Yesterday, I blogged about Jim Grant's thoughts on risk. His analysis showed that its possible to come up with a stock portfolio that's likely to yield more than 10 year treasuries *and* crucially safer as well.
Google's stock screener has really improved so I plugged Grant's criteria into it. His screen includes data points
* MarketCap >$5B (Big companies only)
* ROE >15% (high quality companies)
* Dividend yield > 2% (recurring income stream to you the investor)
* Debt to Assets Ratio <35% (sane Balance Sheet)
* P/E <15 (Cheap)
Using Google stock screener this screen yields 53 names
Conventional wisdom says cash and treasuries are safer than stocks, but Grant's screen makes a compelling case for finding safety in stocks over cash.
Some examples
Exxon has a $377B market cap, a P/E of 13, 2.4% dividend, 17% return on equity, and debt to assets ratio of 4%
Johnson and Johnson has a $173B market cap, a P/E of 13, 3.4% dividend, 26% return on equity, and debt to assets ratio of 15%
Like international investing? Telkom Indonesia has a $17B market cap, P/E of 14, 3.6% dividend, 32% Return on equity and 22% debt to assets ratio.

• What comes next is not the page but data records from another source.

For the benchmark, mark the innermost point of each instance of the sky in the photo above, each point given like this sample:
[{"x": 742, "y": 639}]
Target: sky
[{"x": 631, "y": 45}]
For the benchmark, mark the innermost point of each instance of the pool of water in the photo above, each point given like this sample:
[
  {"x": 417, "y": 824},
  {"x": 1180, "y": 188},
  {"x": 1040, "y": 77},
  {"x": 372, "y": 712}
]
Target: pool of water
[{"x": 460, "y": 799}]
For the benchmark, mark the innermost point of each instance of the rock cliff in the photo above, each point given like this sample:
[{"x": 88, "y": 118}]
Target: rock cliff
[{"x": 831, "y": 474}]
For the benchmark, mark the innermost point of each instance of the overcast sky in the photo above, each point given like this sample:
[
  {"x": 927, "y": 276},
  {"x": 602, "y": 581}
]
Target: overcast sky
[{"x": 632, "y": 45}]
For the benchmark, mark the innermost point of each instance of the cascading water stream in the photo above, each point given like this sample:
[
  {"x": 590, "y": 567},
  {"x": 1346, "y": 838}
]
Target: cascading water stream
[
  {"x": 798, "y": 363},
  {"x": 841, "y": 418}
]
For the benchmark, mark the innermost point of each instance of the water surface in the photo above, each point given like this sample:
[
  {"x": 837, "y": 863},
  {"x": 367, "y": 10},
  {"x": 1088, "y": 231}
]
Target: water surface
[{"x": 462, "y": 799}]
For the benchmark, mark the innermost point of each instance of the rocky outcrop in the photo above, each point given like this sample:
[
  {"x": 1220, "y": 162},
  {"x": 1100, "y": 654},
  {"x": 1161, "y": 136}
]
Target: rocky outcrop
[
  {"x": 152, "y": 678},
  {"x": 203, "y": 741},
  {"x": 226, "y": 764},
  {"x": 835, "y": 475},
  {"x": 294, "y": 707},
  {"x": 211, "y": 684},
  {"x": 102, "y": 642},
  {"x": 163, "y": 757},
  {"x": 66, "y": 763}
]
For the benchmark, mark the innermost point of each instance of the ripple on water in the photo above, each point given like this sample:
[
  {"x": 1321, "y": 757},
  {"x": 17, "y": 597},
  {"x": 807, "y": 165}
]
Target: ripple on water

And so on, these are just some example, but I think the key insight from Grant and other value investors is that you don't get safety from following the herd (cash, treasuries), you have to find your own margins of safety.
We see this in information security, people continue to invest waste their companies hard earned capital in network and infrastructure security, but what happens when a piece of network or infrastructure commodity goes down? Do you even try and fix it? More than likely you chuck it in the trash and slam a new box in the rack. What needs protection, where you need safety is apps, data and identity. Those are assets that run your business and if they went away so would your business, but that is not where most of information security spends its time or money.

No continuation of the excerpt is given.